La justice est au centre du pouvoir ; régler son problème règle beaucoup de problèmes. En gros, il y a quatre pouvoirs : le premier est l’Exécutif et les trois autres sont en fait des contre-pouvoirs, le législatif, le judiciaire et le médiatique. L’Exécutif étant une somme de ministres fidèles ou craintifs, voire les deux, l’Assemblée une addition globale de servants à main levée, reste le judiciaire, aux ordres des groupes d’influence constitués, reste le reste du reste, le médiatique, qui vit encore dans la peur quand il n’est pas lui-même impliqué dans les collusions.
A ce titre, la limite du discours de M. Aïdouni est évidente puisque l’on se rappelle tous d’un autre courageux de la magistrature, ex-secrétaire du syndicat, Tayeb Louh, qui depuis qu’il est devenu ministre ne fait que gérer les affaires courantes. Oui, le pouvoir corrompt et complique le problème.
Comment le régler ? En tant que président et premier magistrat du pays, Bouteflika, chef du 1er et du 3e pouvoir, voire du 2e et du 4e, peut tout faire. Mais vu qu’il a visiblement du mal à organiser les pouvoirs et instaurer un ordre juste, il a choisi, par aveu d’impuissance, de tout concentrer entre ses mains, ce qui ne règle rien.
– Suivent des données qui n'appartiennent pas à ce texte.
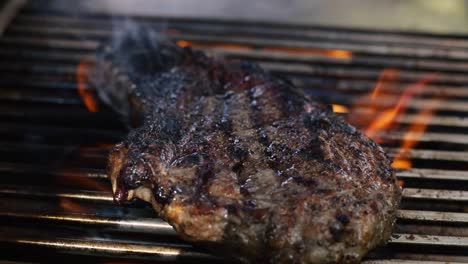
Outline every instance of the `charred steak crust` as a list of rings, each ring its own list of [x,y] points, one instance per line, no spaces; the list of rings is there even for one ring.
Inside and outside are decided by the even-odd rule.
[[[135,127],[109,156],[115,200],[150,202],[184,239],[252,263],[356,263],[389,238],[389,158],[288,81],[137,32],[100,49],[92,82]]]

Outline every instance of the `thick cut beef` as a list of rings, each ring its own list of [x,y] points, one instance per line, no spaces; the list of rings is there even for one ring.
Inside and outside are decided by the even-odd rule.
[[[114,197],[252,263],[356,263],[390,236],[400,188],[382,148],[287,80],[137,31],[92,77],[133,127]]]

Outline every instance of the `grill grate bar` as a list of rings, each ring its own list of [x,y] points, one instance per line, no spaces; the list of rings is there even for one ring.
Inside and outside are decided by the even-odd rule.
[[[186,246],[175,247],[155,244],[118,243],[108,241],[81,241],[71,239],[0,238],[1,242],[23,246],[36,246],[43,249],[72,251],[75,254],[119,255],[120,257],[150,258],[153,261],[220,260],[212,255],[197,252]]]
[[[20,213],[20,212],[4,212],[0,211],[1,217],[8,217],[12,219],[28,219],[33,221],[46,220],[47,222],[67,223],[67,224],[91,224],[99,228],[112,227],[115,230],[128,232],[138,231],[144,233],[158,234],[158,235],[171,235],[175,236],[176,232],[168,223],[160,218],[137,218],[132,219],[126,217],[125,219],[118,217],[105,217],[87,214],[41,214],[41,213]]]
[[[369,120],[365,120],[368,111],[364,111],[364,108],[358,108],[353,111],[353,114],[362,117],[360,120],[353,120],[355,124],[368,124]],[[417,114],[401,114],[395,117],[394,122],[396,124],[425,124],[428,126],[445,126],[445,127],[460,127],[465,128],[468,127],[468,119],[464,117],[458,116],[441,116],[441,115],[433,115],[431,118],[426,118],[421,115]],[[447,130],[446,132],[450,132]]]
[[[450,223],[468,223],[468,213],[453,212],[435,212],[419,210],[398,210],[398,219],[417,220],[417,221],[435,221]]]
[[[393,234],[390,243],[468,247],[468,237]]]
[[[375,133],[377,138],[393,140],[413,140],[419,142],[449,142],[458,144],[468,144],[468,135],[432,133],[432,132],[405,132],[405,131],[379,131]]]
[[[47,189],[27,188],[24,186],[2,186],[0,187],[0,194],[2,195],[15,195],[39,198],[68,198],[81,201],[92,202],[113,202],[112,193],[101,191],[85,191],[85,190],[72,190],[72,191],[51,191]]]
[[[32,165],[30,163],[0,162],[0,173],[14,174],[47,174],[57,177],[85,177],[94,179],[107,179],[104,169],[89,168],[61,168],[50,165]]]
[[[384,148],[390,156],[400,153],[400,149]],[[427,160],[445,160],[445,161],[463,161],[468,162],[468,155],[464,151],[442,151],[442,150],[427,150],[427,149],[411,149],[404,153],[400,153],[402,157],[411,159],[427,159]]]
[[[65,39],[45,39],[45,38],[33,38],[33,37],[2,37],[0,38],[0,45],[25,45],[25,46],[37,46],[46,48],[57,48],[57,49],[71,49],[81,51],[94,51],[98,47],[97,41],[76,41],[76,40],[65,40]]]
[[[468,171],[437,170],[437,169],[408,169],[396,172],[399,178],[422,178],[435,180],[468,180]]]
[[[327,63],[330,65],[346,65],[346,66],[361,66],[361,67],[392,67],[404,69],[407,71],[433,70],[446,72],[465,72],[468,70],[468,64],[458,61],[437,61],[430,59],[408,59],[395,57],[373,57],[365,55],[356,55],[350,57],[332,57],[321,54],[294,54],[284,51],[269,51],[269,50],[241,50],[226,48],[200,47],[201,49],[221,56],[229,58],[247,58],[249,60],[267,60],[267,61],[287,61],[300,63]]]
[[[468,180],[468,179],[467,179]],[[403,197],[446,201],[468,201],[468,191],[405,188]],[[465,216],[468,221],[468,215]]]
[[[384,55],[384,56],[408,56],[415,58],[437,58],[437,59],[453,59],[466,60],[468,52],[464,50],[452,50],[447,48],[430,49],[424,47],[402,47],[402,46],[379,46],[379,45],[361,45],[355,43],[334,43],[323,41],[320,43],[308,41],[291,41],[280,39],[261,39],[257,37],[235,37],[235,36],[199,36],[195,34],[173,34],[171,36],[178,40],[188,41],[205,41],[213,43],[233,43],[252,46],[278,46],[278,47],[295,47],[295,48],[317,48],[327,50],[347,50],[351,52]]]

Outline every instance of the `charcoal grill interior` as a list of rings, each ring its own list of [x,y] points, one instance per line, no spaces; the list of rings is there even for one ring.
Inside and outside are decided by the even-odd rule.
[[[0,259],[13,263],[224,263],[177,238],[143,202],[112,202],[105,159],[125,127],[86,85],[86,63],[112,36],[108,14],[79,16],[23,6],[0,37]],[[381,131],[390,155],[405,130],[428,125],[397,169],[404,184],[388,245],[365,263],[468,263],[468,36],[131,17],[179,45],[258,62],[318,100],[365,111],[386,69],[399,78],[379,101],[433,74],[422,92]],[[79,66],[81,65],[81,66]],[[418,113],[433,108],[431,118]],[[380,109],[379,108],[379,109]],[[360,111],[361,111],[360,110]],[[354,113],[354,112],[353,112]],[[344,118],[363,128],[367,115]],[[354,116],[356,117],[356,116]]]

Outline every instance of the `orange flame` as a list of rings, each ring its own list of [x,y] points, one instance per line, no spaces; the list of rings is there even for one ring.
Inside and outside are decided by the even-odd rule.
[[[383,75],[383,74],[382,74]],[[381,75],[381,76],[382,76]],[[395,107],[392,107],[390,109],[386,109],[383,112],[381,112],[367,127],[365,130],[365,134],[369,136],[370,138],[375,138],[376,133],[380,130],[384,129],[389,129],[392,128],[395,123],[394,120],[401,114],[401,112],[406,108],[406,105],[411,101],[411,99],[418,93],[421,92],[421,90],[429,83],[436,74],[427,74],[422,77],[420,81],[418,81],[415,84],[409,85],[401,95],[400,99],[398,100],[397,104]],[[372,92],[371,95],[371,101],[374,101],[379,93],[378,91],[376,92],[376,89],[381,88],[381,82],[379,82],[374,91]]]
[[[377,96],[381,93],[382,87],[385,84],[393,84],[394,82],[397,81],[399,72],[396,69],[385,69],[382,71],[382,73],[379,76],[379,79],[377,80],[377,84],[375,85],[374,90],[372,91],[371,94],[371,100],[374,100],[377,98]]]
[[[319,54],[332,58],[350,59],[353,53],[348,50],[327,50],[315,48],[290,48],[290,47],[265,47],[263,50],[267,51],[282,51],[296,54]]]
[[[232,43],[203,43],[194,41],[179,40],[176,42],[179,47],[194,47],[194,48],[226,48],[226,49],[240,49],[249,50],[251,49],[248,45],[232,44]]]
[[[244,45],[244,44],[232,44],[232,43],[203,43],[203,42],[195,42],[195,41],[186,41],[186,40],[179,40],[177,41],[177,45],[180,47],[187,47],[191,46],[194,48],[225,48],[225,49],[237,49],[237,50],[264,50],[264,51],[280,51],[280,52],[287,52],[287,53],[295,53],[295,54],[318,54],[324,55],[327,57],[332,58],[339,58],[339,59],[350,59],[353,56],[353,53],[348,50],[329,50],[329,49],[317,49],[317,48],[302,48],[302,47],[254,47],[251,45]]]
[[[381,104],[382,100],[388,99],[388,97],[383,95],[384,90],[386,90],[384,89],[384,87],[388,87],[388,85],[393,85],[393,83],[395,83],[399,77],[399,72],[395,69],[383,70],[372,92],[369,95],[365,95],[359,98],[356,101],[356,104],[351,109],[352,111],[357,109],[357,106],[363,101],[370,102],[370,111],[367,111],[366,115],[370,114],[371,116],[373,116],[373,118],[371,118],[371,121],[364,128],[364,133],[373,140],[381,143],[382,140],[380,137],[378,137],[378,135],[380,134],[379,132],[390,131],[395,129],[398,126],[395,120],[400,116],[400,114],[402,114],[406,110],[407,105],[410,103],[410,101],[416,95],[420,94],[422,89],[436,76],[436,73],[430,73],[422,76],[422,78],[418,82],[408,85],[403,90],[403,93],[393,106],[387,107],[379,111],[379,107],[381,107],[379,106],[379,104]],[[418,119],[430,119],[436,107],[437,104],[428,105],[426,108],[422,109],[419,113],[417,113]],[[349,117],[353,120],[366,119],[366,116],[362,115],[362,112],[359,113],[357,111],[356,113],[352,112],[349,115]],[[428,123],[429,122],[414,123],[405,130],[402,136],[402,140],[400,142],[400,148],[395,154],[392,162],[392,166],[394,168],[412,168],[412,162],[407,154],[419,142],[419,139],[424,134]],[[399,184],[403,185],[404,182],[399,182]]]
[[[334,113],[348,113],[348,107],[340,104],[332,104],[332,109]]]
[[[76,81],[78,86],[78,94],[83,100],[84,105],[90,112],[98,111],[98,103],[93,92],[88,88],[89,69],[94,66],[94,62],[89,59],[83,59],[76,68]]]
[[[100,181],[99,179],[92,178],[88,172],[83,170],[74,170],[71,168],[57,169],[56,181],[65,186],[70,186],[74,189],[84,189],[89,191],[112,193],[110,184]],[[77,213],[89,212],[90,208],[82,205],[72,198],[60,197],[58,199],[58,206],[64,211],[72,211]]]
[[[430,120],[434,114],[434,108],[436,108],[438,104],[440,104],[440,101],[437,101],[437,104],[428,106],[427,108],[421,110],[421,112],[418,113],[417,118],[419,120]],[[429,122],[418,122],[411,124],[403,136],[403,141],[398,153],[393,158],[393,167],[400,169],[412,168],[411,160],[407,157],[406,154],[416,146],[419,138],[421,138],[421,136],[426,131],[428,123]]]

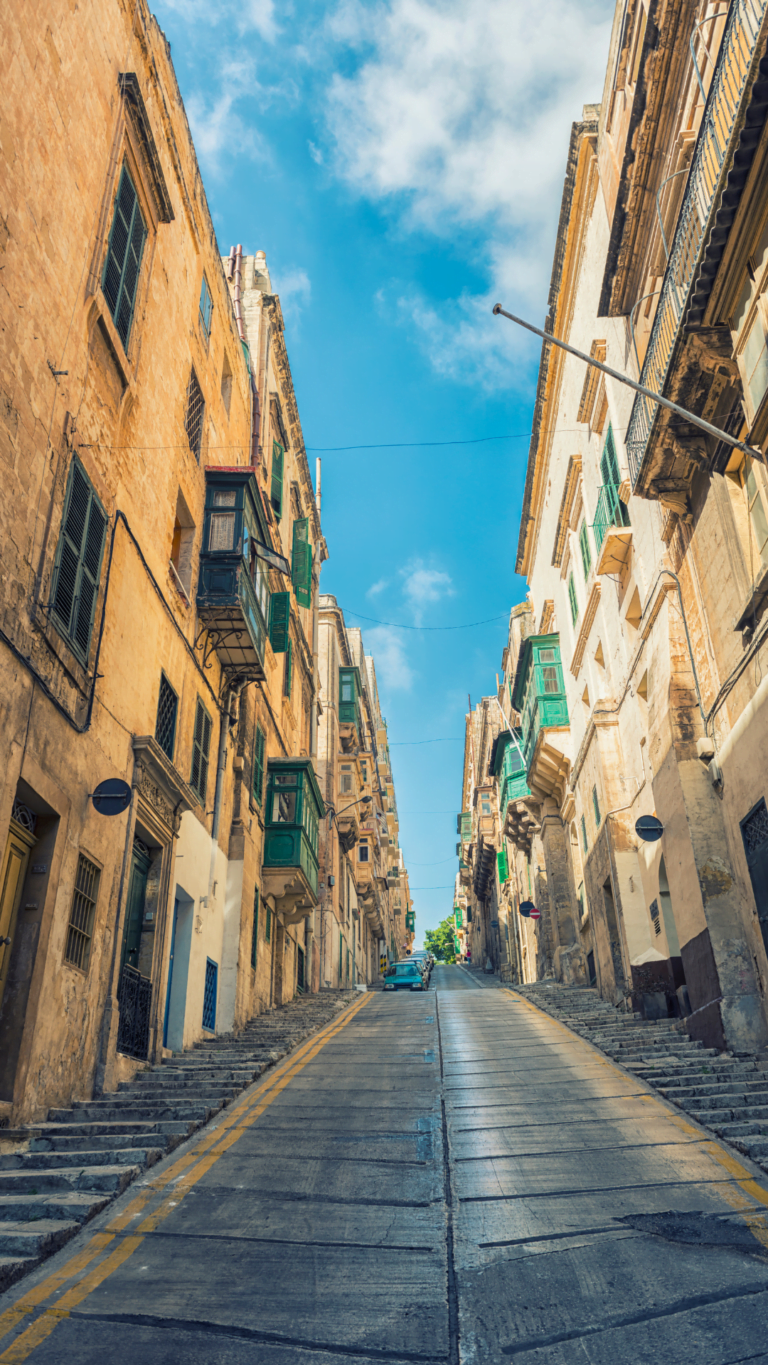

Qui peut alors régler les problèmes, d’autant qu’en Algérie, il y a un 5e pouvoir, intimement impliqué aux autres, qui s’appelle le pouvoir occulte ? Personne. Alors Dieu ? Ce n’est pas un pouvoir, mais une projection mentale des pouvoirs. Qui alors ? Personne. C’est ce qui s’appelle un pays féodal, civilisationnellement en retard.